The first amendment right of access may sometimes conflict with a defendant’s sixth amendment right to a fair trial. In these situations, we require that a party seeking closure of proceedings or sealing of documents establish that the procedure “ ‘is strictly and inescapably necessary in order to protect the fair-trial - guarantee.’ ” Brooklier, 685 F.2d at 1167 (quoting Gannett Co. v. DePasquale, 443 U.S. 368, 440, 99 S.Ct. 2898, 2936, 61 L.Ed.2d 608 (1979) (Blackmun, J., concurring)). To meet this burden and justify abrogating the first amendment right of access, it is necessary to satisfy three separate substantive tests. [1146]*1146We find that the district court’s orders fail to pass any of these tests.1

First, there must be “a substantial probability that irreparable damage to [a defendant’s] fair-trial right will result” if the documents are not sealed. Id. There has been no such showing in this case sufficient to justify the blanket orders sealing (though for a limited period) all documents filed. Although the prosecution of DeLorean has attracted a great deal of publicity, there are many other cases that generate significant public interest.
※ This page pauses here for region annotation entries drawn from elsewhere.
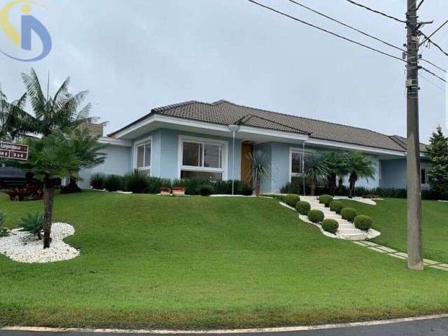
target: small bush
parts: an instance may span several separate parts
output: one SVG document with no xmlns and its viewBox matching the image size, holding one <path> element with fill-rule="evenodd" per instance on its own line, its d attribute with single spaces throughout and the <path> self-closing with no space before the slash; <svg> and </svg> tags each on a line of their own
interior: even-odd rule
<svg viewBox="0 0 448 336">
<path fill-rule="evenodd" d="M 104 180 L 104 189 L 107 191 L 122 190 L 123 178 L 119 175 L 108 175 Z"/>
<path fill-rule="evenodd" d="M 344 209 L 344 203 L 341 201 L 333 201 L 330 203 L 330 210 L 335 211 L 336 214 L 341 214 L 341 211 Z"/>
<path fill-rule="evenodd" d="M 330 206 L 330 203 L 333 202 L 333 197 L 330 195 L 322 195 L 319 197 L 319 203 L 325 204 L 326 208 Z"/>
<path fill-rule="evenodd" d="M 8 237 L 9 235 L 9 230 L 5 227 L 5 213 L 0 210 L 0 237 Z"/>
<path fill-rule="evenodd" d="M 358 212 L 353 208 L 344 208 L 341 210 L 341 216 L 344 219 L 353 222 L 358 216 Z"/>
<path fill-rule="evenodd" d="M 210 196 L 214 192 L 213 186 L 209 184 L 203 184 L 199 187 L 198 192 L 201 196 Z"/>
<path fill-rule="evenodd" d="M 293 208 L 295 207 L 295 204 L 297 204 L 297 202 L 299 201 L 300 201 L 300 197 L 295 194 L 289 194 L 285 197 L 285 203 Z"/>
<path fill-rule="evenodd" d="M 94 189 L 104 189 L 106 176 L 103 173 L 94 173 L 90 176 L 90 186 Z"/>
<path fill-rule="evenodd" d="M 336 233 L 339 228 L 339 223 L 337 220 L 331 218 L 324 219 L 322 222 L 322 228 L 327 232 Z"/>
<path fill-rule="evenodd" d="M 355 227 L 363 231 L 368 231 L 372 227 L 372 218 L 368 216 L 359 215 L 355 218 Z"/>
<path fill-rule="evenodd" d="M 311 210 L 311 205 L 305 201 L 299 201 L 295 204 L 295 209 L 301 215 L 307 216 Z"/>
<path fill-rule="evenodd" d="M 321 222 L 323 218 L 323 213 L 321 210 L 314 209 L 308 213 L 308 219 L 313 223 Z"/>
<path fill-rule="evenodd" d="M 253 194 L 253 188 L 246 182 L 241 183 L 241 195 L 243 196 L 252 196 Z"/>
<path fill-rule="evenodd" d="M 43 214 L 28 214 L 27 217 L 24 217 L 19 220 L 18 227 L 19 231 L 28 232 L 31 237 L 37 237 L 38 239 L 42 239 L 42 231 L 43 231 Z"/>
<path fill-rule="evenodd" d="M 125 175 L 123 179 L 125 191 L 131 191 L 134 194 L 148 192 L 148 176 L 143 172 L 135 169 L 133 172 Z"/>
</svg>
Yet documents in these other cases are routinely opened to the public without jeopardizing the fair trial guarantee.2 As the Supreme Court has emphasized, “pretrial publicity, even if pervasive and concentrated, cannot be regarded as leading automatically in every kind of criminal case to an unfair trial.” Nebraska Press Ass’n v. Stuart, 427 U.S. 539, 565, 96 S.Ct. 2791, 2805, 49 L.Ed.2d 683 (1976). See also United States v. Myers, 635 F.2d 945, 953 (2d Cir.1980) (“despite the extensive publicity about Abscam ... about half of those summoned for jury selection had no knowledge of Abscam, and only a handful had more than cursory knowledge. Even the intensive publicity surrounding the events of Watergate ... did not prevent the selection of [impartial] jurors” (citations omitted)). Because there has been no showing that access to pretrial documents will create a substantial probability of irreparable damage to defendants’ fair trial rights, the district court’s orders do not satisfy this first test.

Second, there must be “a substantial probability that alternatives to closure will not protect adequately [the] right to a fair trial.” Brooklier, 685 F.2d at 1167.